The government has been handed a completed NOME-type plan for the country’s electricity market, following two rounds of public consultation procedures staged by RAE, the Regulatory Authority for Energy, according to energypress sources.
Although the plan is not a finalized proposal, as it still needs to be approved by the authority’s assembly, it does stand as a thorough package that will serve as a base for discussions between the coalition and the country’s creditor representatives, or troika.
If approved by the troika, followed by the European Commission’s Directorate-General for Competition, the plan will then be delivered to Greek Parliament as a draft bill for ratification. Considering the country’s fiery political climate at present, ratifying a bill that promises to affect the standing of PPC, the Public Power Corporation, promises to be an extremely difficult task, to say the least.
For the time being, the government will need to convince the troika and the Directorate-General for Competition of its NOME-type plan, a unifed proposal divided into two sections. One of these is focused on technical matters. Certain revisions were made following observations made by the troika during its most recent visit to Athens. The plan’s other part deals with determining auction base prices, which is a tricky issue, and the criteria to be used for the new institution’s appraisal.
According to energypress sources, the base price of auctions will be between 35 and 38 euros per megawatt hour, as a net amount, without various surcharges. These figures were arrived at following RAE calculations of PPC’s lignite-related cost levels.

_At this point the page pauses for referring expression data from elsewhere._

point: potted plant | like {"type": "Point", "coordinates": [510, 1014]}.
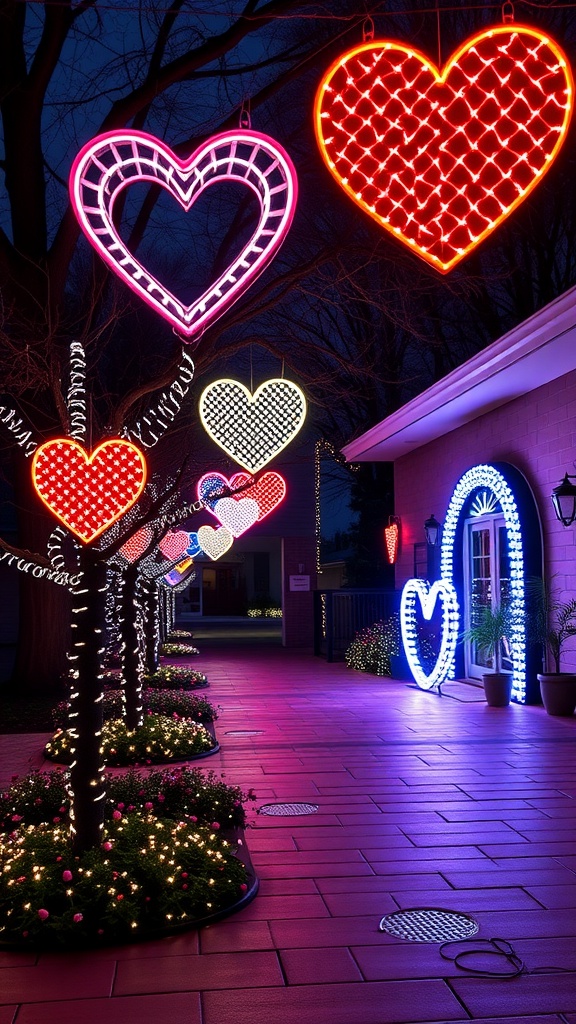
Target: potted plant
{"type": "Point", "coordinates": [552, 623]}
{"type": "Point", "coordinates": [493, 626]}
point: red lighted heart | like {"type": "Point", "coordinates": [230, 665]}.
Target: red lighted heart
{"type": "Point", "coordinates": [440, 159]}
{"type": "Point", "coordinates": [88, 493]}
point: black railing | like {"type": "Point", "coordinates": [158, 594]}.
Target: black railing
{"type": "Point", "coordinates": [338, 614]}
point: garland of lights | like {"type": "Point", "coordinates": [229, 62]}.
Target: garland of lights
{"type": "Point", "coordinates": [322, 446]}
{"type": "Point", "coordinates": [39, 571]}
{"type": "Point", "coordinates": [88, 493]}
{"type": "Point", "coordinates": [111, 162]}
{"type": "Point", "coordinates": [252, 429]}
{"type": "Point", "coordinates": [492, 480]}
{"type": "Point", "coordinates": [76, 399]}
{"type": "Point", "coordinates": [418, 593]}
{"type": "Point", "coordinates": [154, 424]}
{"type": "Point", "coordinates": [440, 159]}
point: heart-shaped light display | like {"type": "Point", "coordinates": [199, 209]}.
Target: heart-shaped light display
{"type": "Point", "coordinates": [391, 539]}
{"type": "Point", "coordinates": [174, 544]}
{"type": "Point", "coordinates": [237, 514]}
{"type": "Point", "coordinates": [417, 594]}
{"type": "Point", "coordinates": [136, 545]}
{"type": "Point", "coordinates": [111, 162]}
{"type": "Point", "coordinates": [439, 159]}
{"type": "Point", "coordinates": [214, 543]}
{"type": "Point", "coordinates": [252, 428]}
{"type": "Point", "coordinates": [88, 493]}
{"type": "Point", "coordinates": [266, 492]}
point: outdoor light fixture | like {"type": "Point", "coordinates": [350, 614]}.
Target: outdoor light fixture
{"type": "Point", "coordinates": [433, 529]}
{"type": "Point", "coordinates": [564, 501]}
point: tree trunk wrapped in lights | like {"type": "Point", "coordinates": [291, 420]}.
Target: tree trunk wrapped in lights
{"type": "Point", "coordinates": [131, 646]}
{"type": "Point", "coordinates": [86, 771]}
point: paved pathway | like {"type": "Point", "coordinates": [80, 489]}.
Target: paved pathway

The buying price for suppliers taking part in the auctions will be calculated based on various coefficients – ranging from 0.7 to 1.2 – applied to them, depending on the types of consumer categories they will eventually supply. Lower coefficients will be applied to bigger supplies, resulting in lower prices. For example, purchase price levels for suppliers intending to sell electricity to energy-intensive industries will be calculated using lower coefficients, enabling lower prices. At the other end, price levels for participating suppliers purchasing electricity with the aim of selling in the retail consumer market will be calculated using the highest coefficients.